The lie of depression

The following is part of a series of posts that I found in my draft and are only now publishing.

The Banner published an article last year on depression that describes some of the difficult complexity of depression. What I appreciated most about it was the author's description of depression as a lie:
"Depression is a shape-shifter and it is a liar. The lies are probably the cruelest part of the illness. It tells you that everything you’re feeling is your own fault, or that what you’re experiencing isn’t real and the pain is only in your head. If you just tried harder, it says, the noise in your head would stop and your soul wouldn’t ache.
Depression is a lying illness, and its most sinister and dangerous lie is that this darkness around you will not end, that the pain is permanent, that there is no relief.
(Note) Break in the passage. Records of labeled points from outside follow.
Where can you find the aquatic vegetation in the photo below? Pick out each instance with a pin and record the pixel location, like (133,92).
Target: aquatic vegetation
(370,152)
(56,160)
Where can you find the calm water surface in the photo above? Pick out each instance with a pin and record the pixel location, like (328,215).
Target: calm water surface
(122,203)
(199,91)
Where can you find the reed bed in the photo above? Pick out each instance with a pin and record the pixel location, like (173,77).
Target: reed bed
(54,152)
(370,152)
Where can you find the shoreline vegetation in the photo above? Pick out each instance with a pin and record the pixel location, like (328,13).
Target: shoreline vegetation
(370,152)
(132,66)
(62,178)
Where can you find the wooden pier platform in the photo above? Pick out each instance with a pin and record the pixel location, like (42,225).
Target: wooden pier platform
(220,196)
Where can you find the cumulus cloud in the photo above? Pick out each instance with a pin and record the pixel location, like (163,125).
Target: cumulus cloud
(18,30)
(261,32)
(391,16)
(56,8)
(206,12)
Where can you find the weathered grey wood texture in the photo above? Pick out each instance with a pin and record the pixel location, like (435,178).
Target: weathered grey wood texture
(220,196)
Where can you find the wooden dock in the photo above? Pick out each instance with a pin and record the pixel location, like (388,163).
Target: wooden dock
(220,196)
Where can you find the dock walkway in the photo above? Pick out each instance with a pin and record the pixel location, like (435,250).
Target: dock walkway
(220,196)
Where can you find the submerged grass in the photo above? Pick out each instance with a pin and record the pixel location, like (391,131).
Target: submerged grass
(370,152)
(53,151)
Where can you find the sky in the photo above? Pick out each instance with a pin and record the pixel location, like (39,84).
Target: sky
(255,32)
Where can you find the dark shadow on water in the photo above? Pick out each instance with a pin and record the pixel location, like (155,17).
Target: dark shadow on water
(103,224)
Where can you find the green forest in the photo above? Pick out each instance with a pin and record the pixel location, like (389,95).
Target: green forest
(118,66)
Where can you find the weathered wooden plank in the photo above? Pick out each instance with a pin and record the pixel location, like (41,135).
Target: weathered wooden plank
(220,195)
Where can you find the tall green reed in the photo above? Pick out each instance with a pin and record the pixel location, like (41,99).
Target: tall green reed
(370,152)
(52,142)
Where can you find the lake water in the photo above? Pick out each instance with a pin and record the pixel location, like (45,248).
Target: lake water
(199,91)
It lies. It lies about the most important truth that all new things begin in darkness, that dawn comes out of the deepest night, and that if the light isn’t there yet, then sometimes you have to reach into the darkness and pull it out." Theresa A. Miedema, "Me and the Black Dog" 
I am a bit disappointed, though, that she seems to emphasize what we have to do in the midst of depression - here it sounds too much like it is my own hope and my own strength that get me through depression. That, too, is a lie. At the same time, I can see how it is hard to talk about God's presence in the midst of depression, as it is hard not to blame God. Yet, the vision she gives of God at the end of the article -"a God who sees you, who knows you in all your passion, in your good moments and your bad moments—and who welcomes you as God’s beloved" - ought also to highlight how God can handle and even welcomes all of your anger and disappointment about how God is not intervening more powerfully to heal.